Ja, über den Menschen sprechen muß man; man kann es nicht vermeiden, da ja jeder eigentlich im öffentlichen Leben drinnensteht, und da im öffentlichen Leben Menschen handelnd auftreten, die miteinander reden müssen über ihre Angelegenheiten, miteinander reden müssen über die ganze Welt hin. Man kann es nicht vermeiden, über den Menschen zu sprechen.
Und was ist die Folge, wenn man über den Menschen doch sprechen muß, wenn man sprechen muß über dasjenige, was rechtlich-staatlich, was geistig-kulturell, was wirtschaftlich an Institutionen unter den Menschen behandelt werden soll? Was ist nötig, wenn man doch sprechen soll über den Menschen und keine Unterlagen hat, weil gerade das, was heraufzieht als Weltanschauung, solche Unterlagen nicht gibt – was hat man da nötig?
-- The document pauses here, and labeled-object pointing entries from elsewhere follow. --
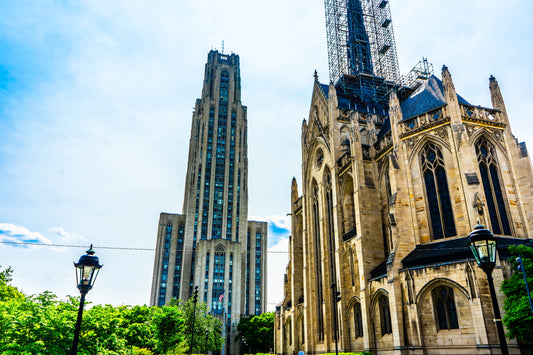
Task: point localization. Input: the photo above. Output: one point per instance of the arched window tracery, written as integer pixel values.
(437, 193)
(490, 177)
(315, 210)
(445, 311)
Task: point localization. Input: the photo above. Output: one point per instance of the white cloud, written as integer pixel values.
(66, 237)
(11, 233)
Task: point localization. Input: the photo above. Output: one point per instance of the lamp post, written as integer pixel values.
(206, 336)
(336, 298)
(521, 267)
(483, 245)
(87, 269)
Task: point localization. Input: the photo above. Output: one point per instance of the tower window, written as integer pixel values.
(445, 312)
(358, 320)
(437, 193)
(490, 177)
(384, 313)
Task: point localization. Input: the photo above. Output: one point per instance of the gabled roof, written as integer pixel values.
(429, 96)
(447, 251)
(454, 250)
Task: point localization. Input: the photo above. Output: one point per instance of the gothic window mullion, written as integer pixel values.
(494, 196)
(437, 193)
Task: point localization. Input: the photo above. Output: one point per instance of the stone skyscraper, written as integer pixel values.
(212, 245)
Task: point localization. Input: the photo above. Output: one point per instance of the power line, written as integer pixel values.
(105, 247)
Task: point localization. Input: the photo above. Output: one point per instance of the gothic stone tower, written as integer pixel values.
(389, 196)
(212, 245)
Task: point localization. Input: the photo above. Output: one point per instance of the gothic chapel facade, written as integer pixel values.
(379, 228)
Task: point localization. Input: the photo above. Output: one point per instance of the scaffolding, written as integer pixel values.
(361, 45)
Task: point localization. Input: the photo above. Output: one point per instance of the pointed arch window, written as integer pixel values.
(488, 168)
(437, 192)
(384, 313)
(445, 311)
(318, 259)
(358, 320)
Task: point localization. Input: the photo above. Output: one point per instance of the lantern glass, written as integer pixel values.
(87, 270)
(483, 245)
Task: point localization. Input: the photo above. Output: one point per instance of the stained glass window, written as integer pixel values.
(445, 311)
(488, 168)
(437, 193)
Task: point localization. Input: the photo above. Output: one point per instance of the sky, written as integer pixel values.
(96, 101)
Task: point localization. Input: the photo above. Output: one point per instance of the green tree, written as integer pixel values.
(203, 322)
(42, 324)
(518, 315)
(258, 331)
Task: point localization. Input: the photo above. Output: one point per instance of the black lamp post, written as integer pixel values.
(336, 296)
(87, 269)
(521, 268)
(206, 337)
(483, 245)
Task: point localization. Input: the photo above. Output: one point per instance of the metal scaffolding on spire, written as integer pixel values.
(361, 45)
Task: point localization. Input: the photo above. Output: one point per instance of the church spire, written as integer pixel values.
(496, 96)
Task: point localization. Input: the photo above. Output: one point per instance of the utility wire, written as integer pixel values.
(153, 249)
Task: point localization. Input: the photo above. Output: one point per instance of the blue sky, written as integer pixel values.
(96, 100)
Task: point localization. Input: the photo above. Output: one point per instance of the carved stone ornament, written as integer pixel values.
(411, 142)
(470, 129)
(442, 132)
(496, 133)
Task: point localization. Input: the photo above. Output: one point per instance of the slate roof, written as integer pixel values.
(446, 251)
(429, 96)
(325, 89)
(454, 250)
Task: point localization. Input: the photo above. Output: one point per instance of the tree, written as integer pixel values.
(518, 315)
(258, 331)
(42, 324)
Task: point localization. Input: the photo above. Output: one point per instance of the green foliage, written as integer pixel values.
(42, 324)
(257, 332)
(518, 315)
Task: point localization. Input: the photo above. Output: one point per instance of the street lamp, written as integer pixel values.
(336, 298)
(194, 300)
(87, 269)
(483, 245)
(206, 336)
(521, 268)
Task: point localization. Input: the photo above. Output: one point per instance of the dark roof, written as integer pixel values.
(454, 250)
(429, 96)
(446, 251)
(325, 89)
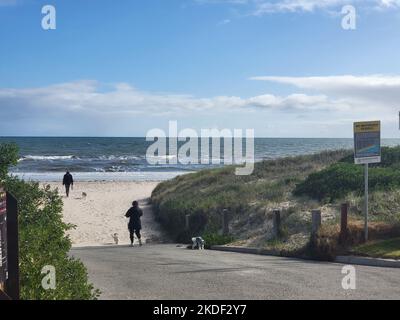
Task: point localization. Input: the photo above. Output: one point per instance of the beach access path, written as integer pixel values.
(170, 271)
(165, 271)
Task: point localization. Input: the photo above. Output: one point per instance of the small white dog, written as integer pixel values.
(115, 237)
(198, 243)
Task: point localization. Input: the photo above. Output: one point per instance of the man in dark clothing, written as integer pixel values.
(67, 182)
(134, 225)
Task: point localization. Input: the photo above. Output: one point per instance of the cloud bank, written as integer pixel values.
(89, 107)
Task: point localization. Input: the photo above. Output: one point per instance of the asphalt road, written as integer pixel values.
(165, 271)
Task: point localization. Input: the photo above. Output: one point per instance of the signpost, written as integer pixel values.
(367, 149)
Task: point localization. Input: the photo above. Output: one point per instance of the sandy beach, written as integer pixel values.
(102, 212)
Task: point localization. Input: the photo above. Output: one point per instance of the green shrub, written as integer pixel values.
(339, 180)
(216, 239)
(42, 241)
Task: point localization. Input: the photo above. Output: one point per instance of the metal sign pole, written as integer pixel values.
(366, 202)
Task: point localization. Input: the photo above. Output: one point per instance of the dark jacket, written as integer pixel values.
(68, 179)
(134, 214)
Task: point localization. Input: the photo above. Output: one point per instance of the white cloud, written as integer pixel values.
(86, 97)
(354, 97)
(7, 3)
(262, 7)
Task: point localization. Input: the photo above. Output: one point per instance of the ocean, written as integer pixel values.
(47, 158)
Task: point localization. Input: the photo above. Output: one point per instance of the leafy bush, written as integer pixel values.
(42, 240)
(338, 180)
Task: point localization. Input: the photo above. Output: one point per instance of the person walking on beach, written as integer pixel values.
(68, 181)
(134, 225)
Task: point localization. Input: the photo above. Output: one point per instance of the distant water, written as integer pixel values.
(125, 158)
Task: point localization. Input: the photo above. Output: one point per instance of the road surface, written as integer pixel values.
(165, 271)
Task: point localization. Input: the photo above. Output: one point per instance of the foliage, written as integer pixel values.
(8, 157)
(343, 178)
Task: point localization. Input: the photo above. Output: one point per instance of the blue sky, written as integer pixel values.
(285, 68)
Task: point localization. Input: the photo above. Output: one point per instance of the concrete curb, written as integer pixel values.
(366, 261)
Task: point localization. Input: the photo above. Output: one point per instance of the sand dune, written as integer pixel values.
(102, 212)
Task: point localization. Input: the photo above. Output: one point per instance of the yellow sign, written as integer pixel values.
(368, 126)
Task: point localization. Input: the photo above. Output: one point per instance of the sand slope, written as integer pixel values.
(102, 212)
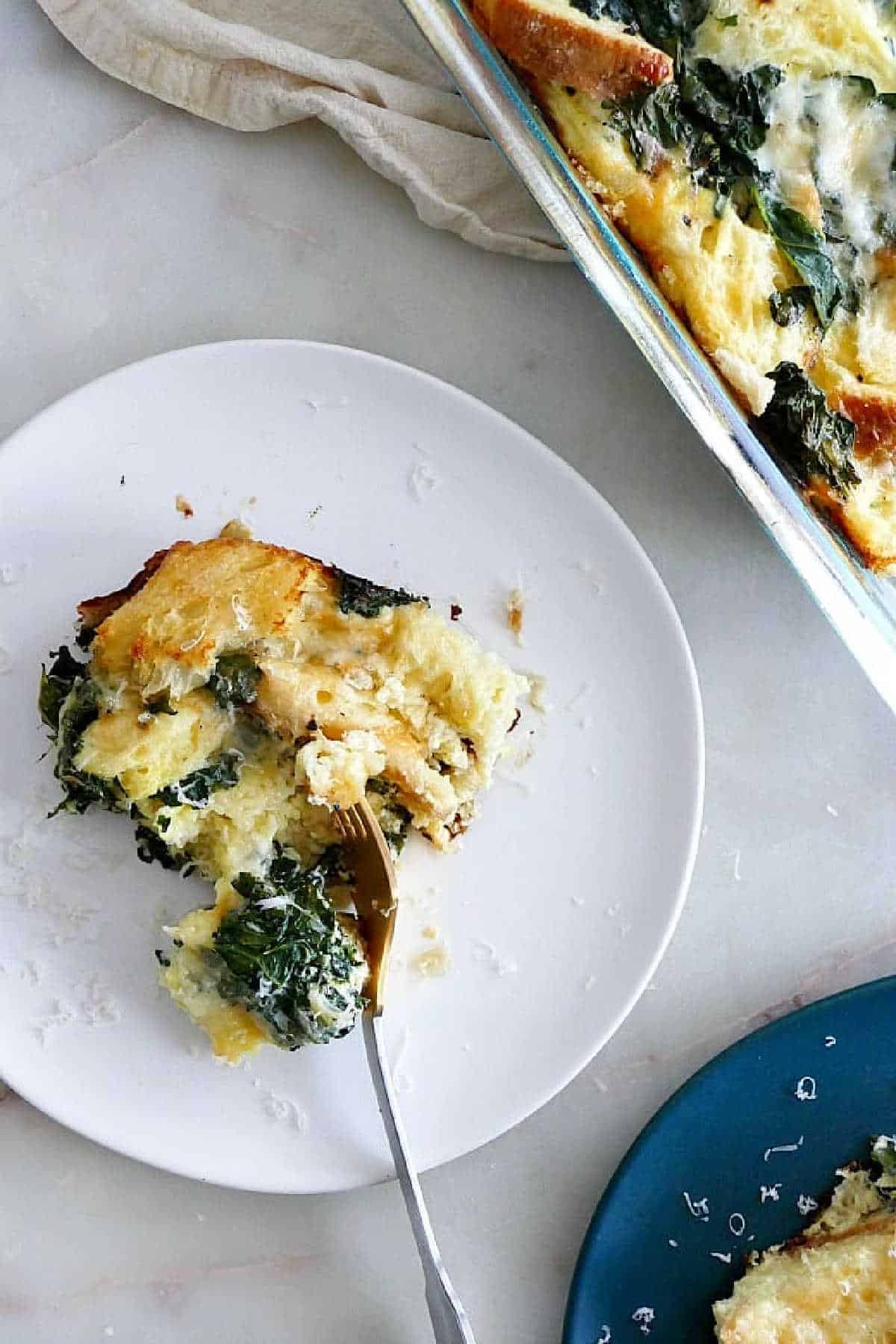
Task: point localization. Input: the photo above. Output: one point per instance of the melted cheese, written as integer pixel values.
(827, 141)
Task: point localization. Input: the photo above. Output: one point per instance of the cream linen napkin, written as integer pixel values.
(358, 65)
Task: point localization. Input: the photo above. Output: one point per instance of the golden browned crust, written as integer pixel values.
(598, 58)
(875, 418)
(93, 611)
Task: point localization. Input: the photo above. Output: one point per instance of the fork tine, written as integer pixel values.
(358, 821)
(349, 826)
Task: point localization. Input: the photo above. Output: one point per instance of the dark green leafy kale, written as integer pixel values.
(234, 680)
(662, 23)
(196, 788)
(287, 957)
(719, 121)
(806, 250)
(809, 436)
(69, 703)
(393, 816)
(884, 1156)
(788, 305)
(152, 848)
(57, 683)
(361, 597)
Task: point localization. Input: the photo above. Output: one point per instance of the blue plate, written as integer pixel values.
(724, 1167)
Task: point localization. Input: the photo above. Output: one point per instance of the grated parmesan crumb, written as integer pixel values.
(644, 1319)
(806, 1089)
(422, 482)
(697, 1209)
(435, 961)
(485, 953)
(238, 529)
(539, 692)
(401, 1077)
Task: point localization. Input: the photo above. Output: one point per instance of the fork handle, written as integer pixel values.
(447, 1313)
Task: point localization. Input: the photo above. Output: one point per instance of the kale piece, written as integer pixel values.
(287, 956)
(664, 23)
(719, 120)
(361, 597)
(57, 683)
(788, 305)
(69, 702)
(810, 437)
(393, 816)
(806, 250)
(196, 788)
(234, 680)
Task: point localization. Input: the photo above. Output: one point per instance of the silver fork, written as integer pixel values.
(376, 906)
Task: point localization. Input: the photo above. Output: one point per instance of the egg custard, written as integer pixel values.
(234, 697)
(833, 1285)
(747, 149)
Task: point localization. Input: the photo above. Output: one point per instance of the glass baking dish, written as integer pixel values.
(860, 605)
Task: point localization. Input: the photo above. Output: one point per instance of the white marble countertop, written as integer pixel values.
(128, 228)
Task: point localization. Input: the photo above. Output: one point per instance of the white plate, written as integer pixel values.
(567, 889)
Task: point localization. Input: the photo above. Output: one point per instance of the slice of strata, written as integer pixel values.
(555, 40)
(235, 694)
(833, 1285)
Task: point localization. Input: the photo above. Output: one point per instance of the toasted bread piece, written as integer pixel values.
(553, 40)
(835, 1285)
(405, 694)
(238, 695)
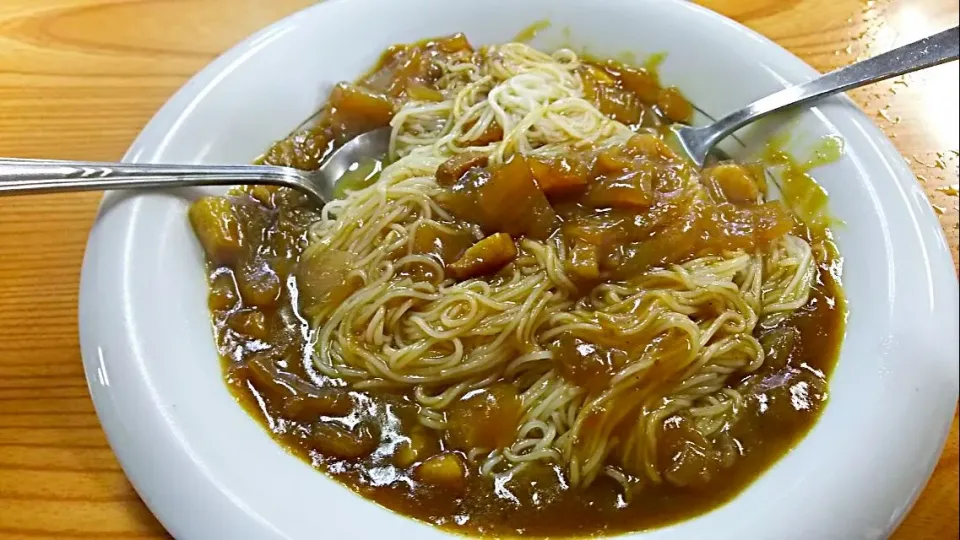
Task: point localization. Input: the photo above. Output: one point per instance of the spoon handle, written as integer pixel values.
(43, 175)
(928, 52)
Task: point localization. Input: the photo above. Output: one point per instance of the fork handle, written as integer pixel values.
(928, 52)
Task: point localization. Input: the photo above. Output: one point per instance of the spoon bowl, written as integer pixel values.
(698, 142)
(18, 176)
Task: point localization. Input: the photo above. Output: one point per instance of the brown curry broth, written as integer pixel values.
(275, 221)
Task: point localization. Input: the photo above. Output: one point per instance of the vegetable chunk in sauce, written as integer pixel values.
(615, 211)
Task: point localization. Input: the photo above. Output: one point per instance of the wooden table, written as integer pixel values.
(79, 78)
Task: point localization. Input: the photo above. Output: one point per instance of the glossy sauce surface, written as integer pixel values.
(619, 211)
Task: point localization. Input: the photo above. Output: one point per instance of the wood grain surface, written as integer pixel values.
(78, 80)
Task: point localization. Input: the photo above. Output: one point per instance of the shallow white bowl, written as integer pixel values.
(208, 471)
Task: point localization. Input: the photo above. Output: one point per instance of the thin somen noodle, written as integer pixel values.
(441, 338)
(533, 317)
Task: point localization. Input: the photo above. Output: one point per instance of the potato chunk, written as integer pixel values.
(335, 440)
(445, 470)
(322, 279)
(486, 256)
(217, 226)
(360, 104)
(560, 176)
(421, 444)
(452, 169)
(731, 182)
(258, 283)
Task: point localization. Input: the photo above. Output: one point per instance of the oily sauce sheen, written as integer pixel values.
(255, 237)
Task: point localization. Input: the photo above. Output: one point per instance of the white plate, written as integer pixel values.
(208, 471)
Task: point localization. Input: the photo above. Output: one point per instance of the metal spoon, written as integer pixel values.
(928, 52)
(33, 176)
(41, 175)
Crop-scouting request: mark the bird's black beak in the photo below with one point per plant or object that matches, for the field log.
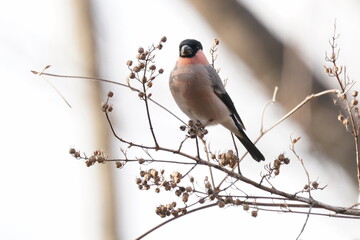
(186, 51)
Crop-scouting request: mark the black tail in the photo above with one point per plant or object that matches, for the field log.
(252, 149)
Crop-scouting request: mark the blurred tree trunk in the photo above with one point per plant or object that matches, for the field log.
(275, 64)
(85, 41)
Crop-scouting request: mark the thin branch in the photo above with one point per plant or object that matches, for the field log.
(172, 219)
(305, 223)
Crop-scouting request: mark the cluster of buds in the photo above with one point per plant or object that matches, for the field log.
(194, 129)
(146, 66)
(74, 153)
(274, 168)
(229, 200)
(333, 71)
(97, 156)
(184, 193)
(169, 209)
(106, 107)
(227, 159)
(280, 160)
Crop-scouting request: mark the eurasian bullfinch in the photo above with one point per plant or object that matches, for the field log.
(200, 94)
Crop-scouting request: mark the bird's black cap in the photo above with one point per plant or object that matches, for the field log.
(189, 47)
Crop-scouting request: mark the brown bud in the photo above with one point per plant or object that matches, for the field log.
(354, 102)
(72, 151)
(221, 203)
(246, 206)
(341, 117)
(132, 75)
(163, 39)
(328, 70)
(136, 69)
(141, 65)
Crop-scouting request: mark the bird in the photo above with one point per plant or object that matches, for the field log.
(199, 92)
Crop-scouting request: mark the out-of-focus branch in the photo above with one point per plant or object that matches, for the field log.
(276, 64)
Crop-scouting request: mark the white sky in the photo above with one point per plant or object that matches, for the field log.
(46, 194)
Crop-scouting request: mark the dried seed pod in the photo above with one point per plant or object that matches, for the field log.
(72, 151)
(315, 185)
(221, 203)
(245, 206)
(254, 213)
(354, 102)
(163, 39)
(140, 50)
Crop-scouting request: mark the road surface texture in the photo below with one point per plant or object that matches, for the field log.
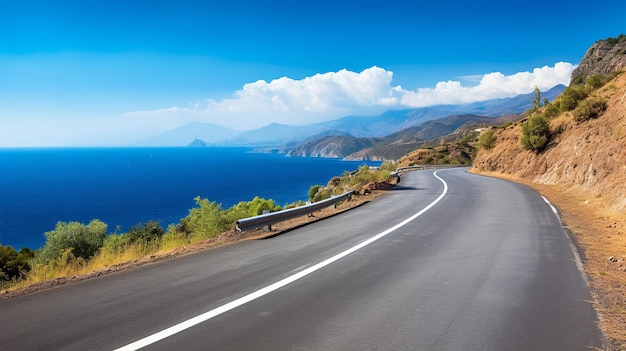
(446, 261)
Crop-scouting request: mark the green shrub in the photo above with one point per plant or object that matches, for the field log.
(591, 107)
(313, 191)
(487, 140)
(596, 81)
(388, 166)
(245, 209)
(206, 220)
(536, 132)
(14, 265)
(149, 232)
(322, 194)
(553, 109)
(571, 96)
(82, 240)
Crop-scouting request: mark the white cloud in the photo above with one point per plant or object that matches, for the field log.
(336, 94)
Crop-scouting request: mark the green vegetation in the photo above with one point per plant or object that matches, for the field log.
(589, 108)
(73, 238)
(74, 248)
(615, 41)
(536, 132)
(487, 140)
(14, 265)
(578, 98)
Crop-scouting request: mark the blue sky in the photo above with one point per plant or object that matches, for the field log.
(83, 72)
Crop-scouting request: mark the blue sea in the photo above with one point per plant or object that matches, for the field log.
(124, 187)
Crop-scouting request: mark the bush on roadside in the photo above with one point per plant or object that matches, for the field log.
(245, 209)
(83, 241)
(313, 191)
(206, 220)
(14, 265)
(536, 132)
(149, 232)
(596, 81)
(591, 107)
(487, 140)
(571, 96)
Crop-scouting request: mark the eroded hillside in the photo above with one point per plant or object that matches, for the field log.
(583, 171)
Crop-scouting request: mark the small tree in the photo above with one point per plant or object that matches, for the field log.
(536, 132)
(591, 107)
(82, 240)
(206, 220)
(13, 265)
(151, 231)
(487, 140)
(596, 81)
(313, 191)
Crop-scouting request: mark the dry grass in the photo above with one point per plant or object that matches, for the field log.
(173, 245)
(600, 234)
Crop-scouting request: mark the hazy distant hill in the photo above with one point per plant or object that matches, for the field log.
(208, 133)
(279, 135)
(392, 146)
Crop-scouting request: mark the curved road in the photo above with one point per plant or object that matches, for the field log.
(446, 261)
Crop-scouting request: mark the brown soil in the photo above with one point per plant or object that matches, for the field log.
(583, 173)
(223, 239)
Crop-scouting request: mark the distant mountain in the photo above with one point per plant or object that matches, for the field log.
(334, 146)
(210, 134)
(279, 135)
(392, 146)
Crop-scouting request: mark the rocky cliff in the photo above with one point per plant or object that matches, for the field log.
(604, 56)
(583, 171)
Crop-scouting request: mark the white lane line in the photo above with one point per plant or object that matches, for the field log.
(573, 248)
(165, 333)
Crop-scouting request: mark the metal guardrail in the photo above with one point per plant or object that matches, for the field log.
(275, 217)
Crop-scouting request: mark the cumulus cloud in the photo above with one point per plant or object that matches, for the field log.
(332, 95)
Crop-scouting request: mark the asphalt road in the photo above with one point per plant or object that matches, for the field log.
(447, 261)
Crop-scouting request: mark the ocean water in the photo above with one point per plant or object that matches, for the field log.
(128, 186)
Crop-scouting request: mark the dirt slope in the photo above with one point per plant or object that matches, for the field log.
(583, 172)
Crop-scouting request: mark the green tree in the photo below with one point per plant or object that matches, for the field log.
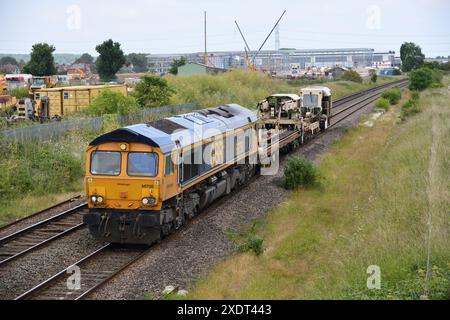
(139, 61)
(351, 75)
(110, 61)
(42, 62)
(85, 58)
(420, 79)
(8, 60)
(111, 102)
(152, 91)
(411, 55)
(177, 63)
(374, 77)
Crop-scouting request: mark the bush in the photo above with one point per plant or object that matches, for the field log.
(110, 102)
(420, 79)
(393, 95)
(351, 75)
(415, 95)
(411, 106)
(299, 172)
(31, 168)
(20, 93)
(382, 103)
(252, 243)
(436, 77)
(153, 91)
(374, 78)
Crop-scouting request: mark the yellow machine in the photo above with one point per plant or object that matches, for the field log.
(41, 83)
(56, 102)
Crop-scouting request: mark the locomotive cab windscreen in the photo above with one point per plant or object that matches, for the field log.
(123, 176)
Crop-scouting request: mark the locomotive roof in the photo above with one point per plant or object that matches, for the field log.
(325, 90)
(182, 130)
(289, 95)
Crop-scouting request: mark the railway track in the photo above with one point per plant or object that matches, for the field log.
(97, 268)
(26, 218)
(358, 94)
(371, 96)
(108, 261)
(41, 233)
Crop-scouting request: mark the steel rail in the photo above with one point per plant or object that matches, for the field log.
(355, 95)
(17, 221)
(29, 245)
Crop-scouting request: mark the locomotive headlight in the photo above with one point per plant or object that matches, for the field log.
(149, 201)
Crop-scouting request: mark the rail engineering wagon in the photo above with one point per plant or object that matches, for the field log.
(308, 112)
(146, 180)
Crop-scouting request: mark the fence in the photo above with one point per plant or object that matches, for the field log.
(48, 131)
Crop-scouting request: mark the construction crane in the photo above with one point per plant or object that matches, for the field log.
(251, 62)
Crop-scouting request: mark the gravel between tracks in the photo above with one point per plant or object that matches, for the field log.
(18, 276)
(42, 216)
(194, 250)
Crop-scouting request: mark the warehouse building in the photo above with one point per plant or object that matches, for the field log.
(281, 60)
(193, 68)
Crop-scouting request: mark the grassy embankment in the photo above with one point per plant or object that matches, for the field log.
(379, 188)
(35, 176)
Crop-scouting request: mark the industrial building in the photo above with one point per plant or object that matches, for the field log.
(193, 68)
(281, 60)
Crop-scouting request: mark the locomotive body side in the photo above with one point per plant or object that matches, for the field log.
(144, 181)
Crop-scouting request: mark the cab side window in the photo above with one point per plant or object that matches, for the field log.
(168, 165)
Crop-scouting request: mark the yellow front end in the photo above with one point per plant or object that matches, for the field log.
(120, 188)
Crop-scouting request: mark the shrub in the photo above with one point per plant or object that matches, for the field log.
(299, 172)
(252, 243)
(20, 93)
(382, 103)
(410, 107)
(31, 168)
(393, 95)
(415, 95)
(110, 102)
(436, 77)
(153, 91)
(351, 75)
(420, 79)
(374, 78)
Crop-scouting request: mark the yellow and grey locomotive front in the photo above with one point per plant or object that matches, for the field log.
(145, 180)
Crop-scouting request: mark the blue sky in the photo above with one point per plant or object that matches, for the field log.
(176, 26)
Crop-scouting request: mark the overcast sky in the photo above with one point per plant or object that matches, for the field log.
(176, 26)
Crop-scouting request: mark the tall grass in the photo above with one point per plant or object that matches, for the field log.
(30, 172)
(373, 209)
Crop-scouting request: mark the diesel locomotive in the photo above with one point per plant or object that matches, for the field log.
(144, 181)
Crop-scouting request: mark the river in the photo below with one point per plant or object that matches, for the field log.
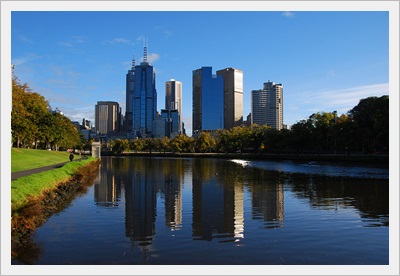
(188, 211)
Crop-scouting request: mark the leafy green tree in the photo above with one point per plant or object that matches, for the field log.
(120, 146)
(371, 123)
(181, 143)
(204, 142)
(136, 145)
(28, 109)
(149, 144)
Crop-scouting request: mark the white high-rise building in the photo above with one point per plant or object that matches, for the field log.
(267, 105)
(173, 99)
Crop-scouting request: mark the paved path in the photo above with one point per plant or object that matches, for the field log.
(17, 175)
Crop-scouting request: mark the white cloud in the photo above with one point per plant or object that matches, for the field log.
(120, 40)
(288, 14)
(301, 105)
(24, 59)
(342, 100)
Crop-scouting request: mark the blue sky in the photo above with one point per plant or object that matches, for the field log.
(325, 60)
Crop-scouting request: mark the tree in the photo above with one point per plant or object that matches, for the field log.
(120, 146)
(28, 110)
(204, 142)
(371, 123)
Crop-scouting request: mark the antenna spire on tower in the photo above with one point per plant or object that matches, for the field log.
(145, 51)
(133, 61)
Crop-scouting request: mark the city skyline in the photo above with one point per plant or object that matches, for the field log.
(324, 67)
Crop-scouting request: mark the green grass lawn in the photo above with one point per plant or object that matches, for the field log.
(25, 159)
(34, 185)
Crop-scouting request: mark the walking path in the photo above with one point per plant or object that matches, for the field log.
(20, 174)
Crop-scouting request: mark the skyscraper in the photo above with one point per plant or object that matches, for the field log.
(233, 97)
(130, 84)
(267, 105)
(173, 99)
(107, 117)
(208, 100)
(141, 98)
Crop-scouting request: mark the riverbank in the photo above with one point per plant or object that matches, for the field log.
(381, 159)
(32, 211)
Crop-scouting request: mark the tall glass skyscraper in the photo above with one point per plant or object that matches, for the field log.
(233, 97)
(208, 100)
(142, 99)
(130, 84)
(267, 105)
(107, 116)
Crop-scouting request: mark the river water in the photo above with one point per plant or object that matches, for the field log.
(186, 211)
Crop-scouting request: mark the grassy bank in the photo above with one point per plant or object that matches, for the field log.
(25, 159)
(33, 186)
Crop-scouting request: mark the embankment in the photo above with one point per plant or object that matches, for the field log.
(38, 209)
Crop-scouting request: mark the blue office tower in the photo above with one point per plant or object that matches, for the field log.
(144, 100)
(208, 100)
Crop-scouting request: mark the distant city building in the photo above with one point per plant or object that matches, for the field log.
(130, 84)
(173, 99)
(107, 117)
(141, 98)
(267, 105)
(208, 100)
(173, 125)
(87, 124)
(233, 97)
(159, 126)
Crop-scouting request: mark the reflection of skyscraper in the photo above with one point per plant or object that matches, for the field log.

Bei dem, was heute auf dem Gebiet des Geisteslebens, des öffentlichen Geisteslebens die Welt beherrscht, hat man nötig – weil man nicht in der Lage ist, aus innerem Erleben des Geistes heraus in seine Worte geistige Substanz zu legen -, man hat nötig die Phrase!
Sehen Sie, meine sehr verehrten Anwesenden, das will zunächst die hier gemeinte Geisteswissenschaft, daß die Menschen wiederum dazu kommen, in ihre Rede, in ihre Worte hineinzulegen dasjenige, was Worten einzig und allein die Berechtigung gibt: geistige Substanz. Geistige Substanz bekommen die Worte, die der Mensch redet, nicht aus der naturwissenschaftlichen Erkenntnis heraus; geistige Substanz ist nicht möglich zu gewinnen auf die bequeme Weise, die in Chemie, in Physik, in Botanik, in Biologie gepflogen wird. Geistige Substanz muß schon auf dem Wege gewonnen werden, den als einen weniger bequemen die Geisteswissenschaft, wie sie hier gemeint ist, schildert. Geistige Substanz muß dadurch gewonnen werden, daß man eine wirkliche Ansicht über das innerste Wesen des Menschen gewinnt. Das ist aber nur möglich, wenn man die hier schon einmal charakterisierte intellektuelle Bescheidenheit entwickelt. Das ist nur möglich, wenn man dazu kommt, sich zu sagen: Gerade die großen Errungenschaften der Naturwissenschaft zeigen mir, daß ich, wenn ich so bleibe, wie ich rein physisch in die Welt hineingeboren bin, den großen Angelegenheiten der Menschheit gegenüberstehe wie das fünfjährige Kind einem Band Goethescher Lyrik: es zerreißt den Band, es weiß nicht, was es vor sich hat. Aber das Kind kann sich entwickeln, so daß es dann dasjenige, was ihm früher etwas ganz anderes war, seiner wirklichen Wesenheit nach nimmt. Das auf sich selbst als Erwachsenen anzuwenden, das mag der moderne Mensch nicht gern. Er mag sich nicht sagen: Ich muß meine innere Seelenentwicklung in die Hand nehmen; ich muß über dasjenige, was ich einfach durch die physische Geburt geworden bin, durch meine eigene innere Seelenarbeit hinauskommen; ich muß meine Seele zu einem Höheren entwickeln, als das ist, was mir ohne mein Zutun zukommt.